Can you put him in a down and count to five without him popping up? If not, I'd start there. As a separate exercise. Then work on him staying down with some extra body language from you (like pretending to throw a treat) but then actually reward him right between his legs. Once he is successfully holding the down put it back in the exercise, but sometimes throw the treat behind him and other times drop it between his legs.


----------



## Elisabeth Kazup (Aug 23, 2008)

Wow, super advice!!! 

I worked with him on a down at my feet. I was sitting on the couch. I fisted the treat for the down and gave the treat. I said "stay" and reinforced with my hand/finger. He popped up the first few times so I didn't throw the treat. Once he understood stay or no treat, I tossed it, made him wait and then released with "get it". I repeated a few more times.

Interesting that at one point he had to decide if he was coming back for the down or not...just stood there. After a few seconds he did and we played the game a couple more times.

This is great. He kept himself under control, he stayed focused on me and waited for the commands. AND he got tired...he was using his brain and making hard-for-him decisions.

I work with him for 2 to 10 miniutes. The cheerios are kept in a container on the table. I might work a couple of minutes of attention/eyes on me or a couple of front/sit. Or even a bit of heel as I walk past the table to the kitchen. When we're really working on something, I limit it to 10 minutes or so but might do it a couple of times during the day.

I have to be careful not to over do. I have a reputation with my horse of "one more times around, I almost got it that time." Learning when to quit is very important!
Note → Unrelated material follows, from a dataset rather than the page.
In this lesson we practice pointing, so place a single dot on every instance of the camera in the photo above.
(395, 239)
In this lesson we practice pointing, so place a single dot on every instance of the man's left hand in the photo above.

LOL


----------



## Elisabeth Kazup (Aug 23, 2008)

And the aftermath. A tired puppy is a good puppy. He will be 15 months on Feb. 16.


----------



## cubbysan (Mar 13, 2007)

I gave up on the clicker long ago. I am not coordinated enough, my timing is awful. I was wondering, if maybe clicking your tongue, like what you do for horses, might be easier.


----------



## Elisabeth Kazup (Aug 23, 2008)

I was doing that for a while..saying click. I think I need to go back to that. We can use any word we want for the marker.


----------



## golfgal (Dec 31, 2013)

I think you have to do what works for you and most trainers have a tendency to only just use one method. The only things I use treats for is recall or because I feel like. If we're learning something new I might use treats but since Murphy listens quite well, he's easier to train without treats. Like the other post, I have a tendency to use marker words - yes, good, etc rather than clicker or treats. 

EG. I had lent my crate to someone for what was supposed to be a week or two and turned into months, so I have resorted to cheese to make sure Murphy stays comfortable with going in the crate. Little stinker is so long, he can stretch all the way to the back to get treat without going in so it's been a fun week as treat games don't work as well as at 7mths.


----------